Subject: Re: Researching the possible causes and mechanisms of Rheumatoid Arthritis

For the most part, blood cells and platelets develop from a common precursor cell in the red bone marrow.

The precursor cell, because it gives rise to many different cell types yet still remains to make more, is also called a stem cell.
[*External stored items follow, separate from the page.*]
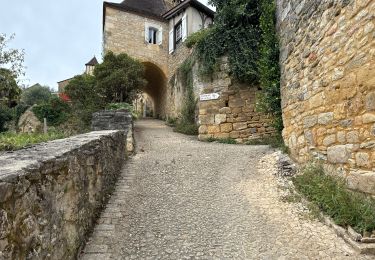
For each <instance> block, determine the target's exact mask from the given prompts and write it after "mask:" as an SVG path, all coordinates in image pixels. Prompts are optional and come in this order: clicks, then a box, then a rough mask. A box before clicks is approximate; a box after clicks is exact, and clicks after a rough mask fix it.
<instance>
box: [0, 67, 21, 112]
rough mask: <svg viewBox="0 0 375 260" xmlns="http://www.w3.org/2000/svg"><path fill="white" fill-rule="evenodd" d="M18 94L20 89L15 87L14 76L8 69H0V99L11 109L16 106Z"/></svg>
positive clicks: (19, 88) (15, 83) (17, 85)
mask: <svg viewBox="0 0 375 260" xmlns="http://www.w3.org/2000/svg"><path fill="white" fill-rule="evenodd" d="M20 94H21V89H20V88H19V87H18V85H17V81H16V78H15V77H14V74H13V73H12V72H11V71H10V70H8V69H4V68H0V99H2V100H3V102H4V103H5V104H7V106H9V107H11V106H14V105H15V104H16V101H17V100H18V99H19V96H20Z"/></svg>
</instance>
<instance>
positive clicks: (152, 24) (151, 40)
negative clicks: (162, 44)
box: [145, 23, 163, 45]
mask: <svg viewBox="0 0 375 260" xmlns="http://www.w3.org/2000/svg"><path fill="white" fill-rule="evenodd" d="M145 42H146V43H147V44H158V45H161V44H162V43H163V28H162V27H161V26H160V25H155V24H149V23H146V24H145Z"/></svg>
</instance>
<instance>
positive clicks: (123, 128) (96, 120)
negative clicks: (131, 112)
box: [91, 110, 135, 154]
mask: <svg viewBox="0 0 375 260" xmlns="http://www.w3.org/2000/svg"><path fill="white" fill-rule="evenodd" d="M91 128H92V130H93V131H102V130H123V131H125V132H127V134H126V151H127V152H128V154H132V153H133V152H134V149H135V142H134V134H133V117H132V114H131V113H130V112H128V111H127V110H115V111H99V112H96V113H94V114H93V115H92V126H91Z"/></svg>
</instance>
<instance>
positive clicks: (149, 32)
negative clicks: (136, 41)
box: [148, 27, 158, 44]
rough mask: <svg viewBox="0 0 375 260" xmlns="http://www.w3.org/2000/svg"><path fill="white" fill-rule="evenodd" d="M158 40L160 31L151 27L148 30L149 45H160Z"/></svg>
mask: <svg viewBox="0 0 375 260" xmlns="http://www.w3.org/2000/svg"><path fill="white" fill-rule="evenodd" d="M157 38H158V30H157V29H155V28H152V27H150V28H149V29H148V43H151V44H157V43H158V41H157Z"/></svg>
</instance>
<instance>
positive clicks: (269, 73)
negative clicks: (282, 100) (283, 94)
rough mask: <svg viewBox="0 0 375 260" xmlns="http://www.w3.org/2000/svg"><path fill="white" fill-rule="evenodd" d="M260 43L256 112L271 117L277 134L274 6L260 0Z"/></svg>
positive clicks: (277, 46)
mask: <svg viewBox="0 0 375 260" xmlns="http://www.w3.org/2000/svg"><path fill="white" fill-rule="evenodd" d="M260 2H261V5H260V8H261V16H260V29H261V32H262V34H261V42H260V48H259V49H260V58H259V61H258V63H257V64H258V67H259V81H260V86H261V87H262V91H261V92H260V94H259V95H258V104H257V107H258V110H260V111H263V112H265V113H269V114H272V115H273V118H274V121H273V125H274V127H275V128H276V130H278V131H279V132H281V131H282V129H283V128H284V126H283V120H282V110H281V94H280V66H279V41H278V38H277V32H276V15H275V13H276V4H275V2H274V1H272V0H261V1H260Z"/></svg>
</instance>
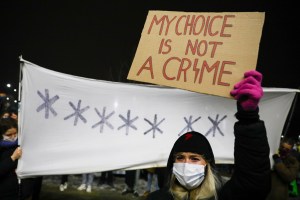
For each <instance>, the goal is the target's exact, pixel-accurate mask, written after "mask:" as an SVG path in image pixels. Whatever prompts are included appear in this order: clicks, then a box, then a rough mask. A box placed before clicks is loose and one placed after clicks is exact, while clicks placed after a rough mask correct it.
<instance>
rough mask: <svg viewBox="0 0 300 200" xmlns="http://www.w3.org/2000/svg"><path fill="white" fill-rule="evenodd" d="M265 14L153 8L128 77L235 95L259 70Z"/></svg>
mask: <svg viewBox="0 0 300 200" xmlns="http://www.w3.org/2000/svg"><path fill="white" fill-rule="evenodd" d="M264 18H265V13H264V12H222V13H209V12H207V13H194V12H173V11H149V13H148V16H147V19H146V22H145V25H144V28H143V32H142V35H141V38H140V42H139V45H138V48H137V51H136V54H135V57H134V60H133V62H132V65H131V68H130V71H129V73H128V77H127V79H129V80H135V81H140V82H147V83H152V84H157V85H163V86H169V87H176V88H180V89H184V90H189V91H194V92H198V93H205V94H211V95H217V96H222V97H227V98H231V96H230V94H229V92H230V90H232V88H233V86H234V84H235V83H237V82H238V81H240V80H241V79H242V78H243V75H244V72H245V71H248V70H251V69H255V68H256V64H257V56H258V51H259V43H260V39H261V34H262V28H263V23H264Z"/></svg>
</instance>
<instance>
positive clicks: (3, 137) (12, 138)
mask: <svg viewBox="0 0 300 200" xmlns="http://www.w3.org/2000/svg"><path fill="white" fill-rule="evenodd" d="M2 136H3V140H4V141H9V142H15V141H16V140H17V139H18V137H17V136H16V137H8V136H6V135H2Z"/></svg>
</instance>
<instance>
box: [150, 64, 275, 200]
mask: <svg viewBox="0 0 300 200" xmlns="http://www.w3.org/2000/svg"><path fill="white" fill-rule="evenodd" d="M261 81H262V74H261V73H259V72H258V71H255V70H251V71H248V72H246V73H245V74H244V79H243V80H241V81H240V82H238V83H237V84H235V85H234V88H233V90H232V91H231V92H230V94H231V95H232V96H233V98H234V99H236V100H237V113H236V114H235V117H236V118H237V120H238V121H237V122H236V123H235V124H234V135H235V144H234V145H235V146H234V161H235V165H234V167H235V169H234V171H233V174H232V176H231V177H230V179H229V180H228V181H224V180H222V178H221V176H219V175H218V173H217V171H216V167H215V157H214V154H213V150H212V148H211V145H210V143H209V141H208V139H207V138H206V137H205V136H204V135H202V134H201V133H199V132H196V131H191V132H187V133H185V134H183V135H181V136H180V137H179V138H178V139H177V140H176V142H175V143H174V145H173V147H172V149H171V152H170V155H169V158H168V161H167V172H168V174H167V175H166V179H167V184H166V186H165V187H164V188H161V189H160V190H157V191H154V192H152V193H150V194H149V195H148V196H147V200H185V199H188V200H200V199H206V200H250V199H251V200H253V199H255V200H265V199H266V197H267V195H268V193H269V192H270V188H271V167H270V159H269V153H270V148H269V144H268V139H267V134H266V128H265V125H264V122H263V121H262V120H260V118H259V108H258V103H259V101H260V99H261V97H262V96H263V90H262V87H261Z"/></svg>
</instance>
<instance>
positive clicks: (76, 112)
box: [64, 100, 90, 126]
mask: <svg viewBox="0 0 300 200" xmlns="http://www.w3.org/2000/svg"><path fill="white" fill-rule="evenodd" d="M69 105H70V106H71V107H72V108H73V110H74V113H72V114H71V115H68V116H66V117H65V118H64V120H67V119H69V118H71V117H73V116H74V117H75V119H74V126H76V125H77V123H78V118H79V119H81V120H82V121H83V122H84V123H86V122H87V120H86V119H85V118H84V117H83V116H82V113H83V112H85V111H86V110H88V109H89V108H90V107H89V106H86V107H84V108H80V107H81V100H79V101H78V103H77V107H75V105H74V104H73V103H72V102H69Z"/></svg>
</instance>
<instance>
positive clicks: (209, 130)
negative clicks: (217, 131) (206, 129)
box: [205, 115, 227, 137]
mask: <svg viewBox="0 0 300 200" xmlns="http://www.w3.org/2000/svg"><path fill="white" fill-rule="evenodd" d="M226 117H227V115H225V116H224V117H222V119H220V120H219V121H218V119H219V115H217V116H216V119H215V120H213V119H212V118H210V117H208V119H209V120H210V121H211V123H212V124H213V126H212V127H211V128H210V129H209V130H208V131H207V132H206V134H205V136H208V135H209V134H210V132H213V137H215V133H216V130H218V131H219V132H220V134H221V135H222V136H224V134H223V132H222V131H221V129H220V128H219V124H220V123H221V121H223V120H224V119H225V118H226Z"/></svg>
The term "stem cell" is generic, and could refer not only to a cell type that manufactures blood cells but also to cells that generate the mature cells of other tissues

The particular stem cell that produces our blood cells is the hemocytoblast.
"Hemo-" is for blood, "cyto" is for cell, and "-blast" means a cell that can divide to make more cells.
Taken together, a hemocytoblast is a cell that can divide to make more and more blood cells.
The hemocytoblast remains in the red bone marrow.

There are two types of bone marrow: red marrow and yellow marrow.
hemocytoblasts also make the red blood cell, which gives marrow it is in is a red appearance.

A hemocytoblast can divide many times.
Each time it divides (mitosis) it is into two, one of its two daughter cells remains as a hemocytoblast; this ensures the continued existence of hemocytoblasts in the bone marrow.
The other daughter cell will change into a different type of cell.
The type of cell it becomes depends on the signals (like hormones) that find their way to the bone marrow from the blood.

Explanations: HEMOCYTOBLAST (Also called hemoblast, lymphoidocyte)
A pluripotential blast or stem cell thought to be capable of giving rise to all other blood cells.

Explanations: BLAST CELL: A cell that can divide to make more cells.